As the end of the semester approaches, I’m noticing fewer students signing into my synchronous online classes. I’m also noticing that some students sign in, don’t turn on webcams, and do not respond when asked verbally or in text chat to answer questions. These students log into Zoom and then completely ignore whatever might be happening in class.

How to increase student “presence” in a course? The usual solution — whether face-to-face or online — is to make attendance obligatory and penalize students when they are absent. Early in my teaching career I abandoned this type of policy because I got tired of deciphering students’ claims about “excused” absences. I have no interest in learning about students’ medical or other problems, and I don’t want sick students attending class only to avoid exceeding an allowed number of absences. I believe that legal adults get to set their own priorities and suffer the consequences of their decisions. And students who don’t regularly attend and participate in my classes invariably do poorly grade-wise anyway. That’s their choice.

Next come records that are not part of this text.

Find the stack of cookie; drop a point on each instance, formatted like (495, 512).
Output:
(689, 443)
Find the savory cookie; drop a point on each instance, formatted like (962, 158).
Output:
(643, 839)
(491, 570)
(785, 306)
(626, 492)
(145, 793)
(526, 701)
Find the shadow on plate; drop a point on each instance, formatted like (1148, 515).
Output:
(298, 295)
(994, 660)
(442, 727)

But that was the pre-Covid era. Given the difficulty students had with the transition to online instruction last spring, there is a chance that the student with mediocre academic performance in the physical classroom is doing terribly as an online student, simply because their time management skills, motivation, and willingness to exert effort weren’t great to begin with.

So I’m starting to experiment with a few techniques that I’m hoping will increase student participation in my synchronous online courses next semester. I believe they will operate as positive reinforcement rather than as a punitive attendance policy.

Technique 1: Summary Survey

This technique is basically a graded “muddiest point” exercise that students don’t know about ahead of time. Last week I announced a survey a few minutes before the end of class that was worth a minimal number of points toward the course grade. The survey asked a single question: “Write a brief paragraph on what you remember as the most important points discussed during class today.” I had already created the survey on the course’s LMS but kept it unpublished until launch. Students had five minutes to complete the survey and earn the points. I can see doing this on an occasional, random basis as an incentive for students to pay attention.

Technique 2: Collaborative Quiz

This peer learning method is also known as the two-stage exam or group quiz. First, each student independently completes an assessment. Next, students are placed in groups to reach a consensus on correct answers for the assessment. Each group then submits its set of answers to the same questions that students answered individually. The individual and group assessment results are given different weights, but both contribute toward a student’s grade.

In an online synchronous course, I can launch pop quizzes for students to complete individually in a manner similar to the summary survey described above. Students can use breakout rooms to discuss their answers in small groups. Each group’s answers can be submitted via the LMS, Google Forms, or some kind of polling software like Sli.do — I haven’t yet decided which platform will allow me to most easily identify students who don’t participate in breakout discussions and thus don’t earn points for correct answers on the group quiz. Any suggestions for how to set this up are welcome.